UC Berkeley Chancellor Carol Christ and Vice Chancellor Marc Fisher, along with the Berkeley Academic Senate, declared the remainder of the week “Instructional Resilience Week” after class cancellations Monday.
Beginning Saturday night and persisting through Monday, PG&E disconnected UC Berkeley’s power because of unsafe weather conditions, resulting in Monday classes being canceled. A campuswide email explained this week’s aim to make missed course content available in alternative methods, in an effort to become more resilient to power outages and other disruptive events.
“This is a major, unprecedented endeavor for instructors, students, and staff and will require everyone’s contribution,” the email stated. “In making this effort, we are attempting to move from the day-to-day guesswork of basing our decisions on conditions outside of our control to instead taking control of what we can to uphold our educational mission.”
Campus has received a positive response from instructors regarding the week’s new developments, according to campus spokesperson Janet Gilmore. Many faculty and instructors have signed up for consultations by reaching out to the Academic Innovation Studio and inquiring about remote office hours, online quizzes and podcasts for missed course content.
Instructors have also expressed empathy for their students because of the resulting stress from class cancellations, according to Gilmore.
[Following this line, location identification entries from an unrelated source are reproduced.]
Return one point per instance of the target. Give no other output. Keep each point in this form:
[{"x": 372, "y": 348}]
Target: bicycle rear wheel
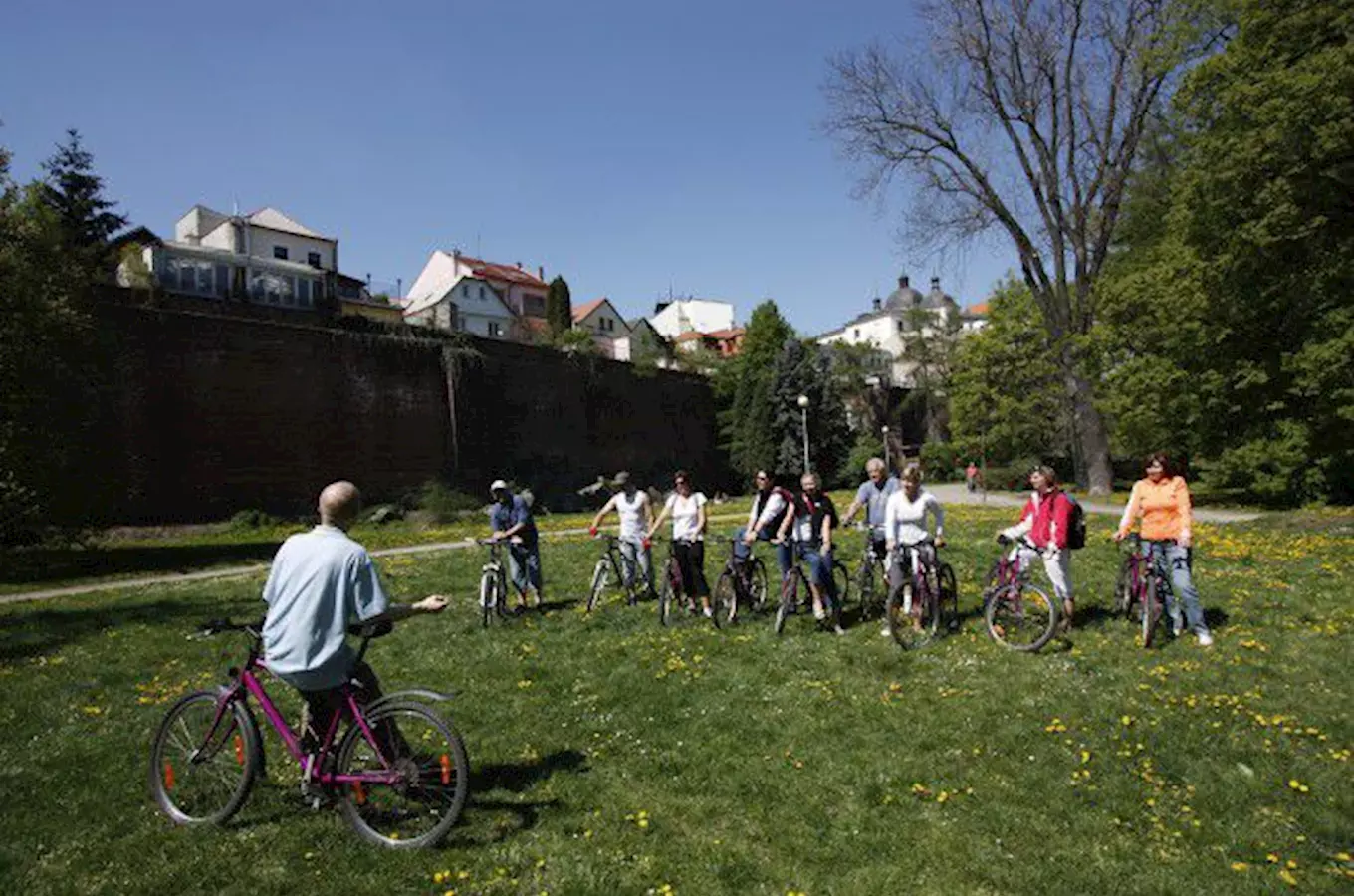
[
  {"x": 1021, "y": 617},
  {"x": 433, "y": 778},
  {"x": 195, "y": 782},
  {"x": 598, "y": 583}
]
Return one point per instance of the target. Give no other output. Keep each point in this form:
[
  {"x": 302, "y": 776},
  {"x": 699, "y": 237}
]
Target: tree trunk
[{"x": 1091, "y": 435}]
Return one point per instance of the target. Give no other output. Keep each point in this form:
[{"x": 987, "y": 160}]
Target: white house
[
  {"x": 684, "y": 316},
  {"x": 522, "y": 291},
  {"x": 471, "y": 305},
  {"x": 890, "y": 321},
  {"x": 266, "y": 257}
]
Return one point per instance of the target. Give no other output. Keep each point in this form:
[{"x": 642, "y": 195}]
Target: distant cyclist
[
  {"x": 905, "y": 528},
  {"x": 814, "y": 520},
  {"x": 771, "y": 504},
  {"x": 1163, "y": 503},
  {"x": 687, "y": 508},
  {"x": 873, "y": 496},
  {"x": 635, "y": 513}
]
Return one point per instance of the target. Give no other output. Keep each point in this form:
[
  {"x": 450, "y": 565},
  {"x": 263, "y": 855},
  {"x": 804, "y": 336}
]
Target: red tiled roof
[
  {"x": 583, "y": 311},
  {"x": 495, "y": 271}
]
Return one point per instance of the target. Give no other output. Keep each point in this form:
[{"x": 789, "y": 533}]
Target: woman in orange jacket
[{"x": 1162, "y": 501}]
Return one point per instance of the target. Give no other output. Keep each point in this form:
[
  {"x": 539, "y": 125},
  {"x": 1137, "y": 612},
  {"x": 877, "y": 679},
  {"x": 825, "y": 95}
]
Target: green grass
[{"x": 757, "y": 765}]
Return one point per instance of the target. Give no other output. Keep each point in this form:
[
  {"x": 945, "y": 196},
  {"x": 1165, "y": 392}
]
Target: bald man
[{"x": 320, "y": 582}]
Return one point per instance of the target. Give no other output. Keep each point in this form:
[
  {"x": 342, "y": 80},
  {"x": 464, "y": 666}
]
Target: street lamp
[{"x": 803, "y": 420}]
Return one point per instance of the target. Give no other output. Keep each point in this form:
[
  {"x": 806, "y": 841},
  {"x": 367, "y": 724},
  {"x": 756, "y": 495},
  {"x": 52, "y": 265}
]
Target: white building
[
  {"x": 471, "y": 305},
  {"x": 890, "y": 321},
  {"x": 522, "y": 291},
  {"x": 684, "y": 316},
  {"x": 264, "y": 257}
]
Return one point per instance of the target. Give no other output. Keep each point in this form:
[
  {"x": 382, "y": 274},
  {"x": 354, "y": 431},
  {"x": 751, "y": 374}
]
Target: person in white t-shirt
[
  {"x": 687, "y": 508},
  {"x": 635, "y": 512},
  {"x": 905, "y": 531}
]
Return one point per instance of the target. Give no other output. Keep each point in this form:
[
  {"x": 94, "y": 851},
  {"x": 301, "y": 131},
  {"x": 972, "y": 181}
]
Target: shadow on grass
[
  {"x": 57, "y": 564},
  {"x": 30, "y": 633}
]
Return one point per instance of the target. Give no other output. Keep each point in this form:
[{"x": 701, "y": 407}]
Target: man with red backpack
[
  {"x": 1052, "y": 523},
  {"x": 771, "y": 503}
]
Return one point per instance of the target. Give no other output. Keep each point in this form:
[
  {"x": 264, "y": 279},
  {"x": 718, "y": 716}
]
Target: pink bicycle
[{"x": 398, "y": 775}]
“We hope that by working with GSI’s and instructors we can help them create alternative delivery options to support students who may be under additional stress during these times of power outages and other crises,” Gilmore said in an email.
With four days of school cancellations this month, the Academic Senate’s Committee on Courses of Instruction has recommended instructors exercise “flexibility and good judgement” in assessing Reading, Review and Recitation, or RRR, week, according to Academic Senate chair Oliver O’Reilly.
Furthermore, the committee allowed instructors to compensate for the lost school days by enabling them to introduce new material on four of the five days of RRR week, if “deemed necessary.”
Another result of the power outage and poor air quality was the closure of the Martin Luther King Jr. Student Union, according to UC Berkeley spokesperson Adam Ratliff. This created inconveniences for retail customers who ordered respiratory masks — the University Health Services, however, provided a limited quantity of N95 respirators for those in most need.
The student union resumed its normal operations Tuesday morning.
“It’s unfortunately becoming pretty apparent that some of the issues that have affected our academic calendar are the new normal,” said ASUC President Amma Sarkodee-Adoo. “I think finding a way to be resilient through these changes is an admirable aim, and I hope the campus continues looking for ways to maintain a standard of education is mindful of accessibility.”
As a result of the lessons learned from the previous power outage this month, campus has not heard about significant negative impacts on research, Gilmore said.
Using the cogeneration power plant, campus was able to sustain basic power to all buildings, thus maintaining the research enterprise, according to Gilmore. She added that the main impact was on research that can only be conducted on campus, causing researchers to find other work.
Nevertheless, the scope of the power outage’s impacts on the science community is felt nationwide.
The Lawrence Berkeley National Laboratory, or Berkeley Lab, has user facilities on-site that serve 11,000 users annually across the nation, according to Berkeley Lab spokesperson Laurel Kellner. The power outage limited access to these facilities for many hundreds of scientists.
To mitigate power shutdowns’ impacts on scientific research, Berkeley Lab has been working with PG&E for several months to create presently established shutdown plans. The Berkeley Lab is working to fully restore operations in the hopes of reopening Wednesday.
“Events like these point to the need for infrastructure, technologies, and strategies that make our grid more resilient and minimize the impacts of disruptions,” Kellner said in an email.
There are a myriad of ways to achieve instructional resilience, and some faculty and instructors may prefer alternative approaches to those offered by Instructional Resilience Week, according to Gilmore. Those who choose to participate in alternative instruction, however, must ensure equitable access for students, Gilmore added.
Therefore, the campus is working with the Disabled Students’ Program to ensure all alternative modes of content meet student accommodations.
“While this is in direct response to our immediate need to support interrupted instruction during the power outages, it is also the foundation of a long-term approach to maintain continuity of instruction during other possible disruptions,” Gilmore said. “ We are considering longer term strategies and tools that have been suggested to us by faculty, instructors, support staff, and students.”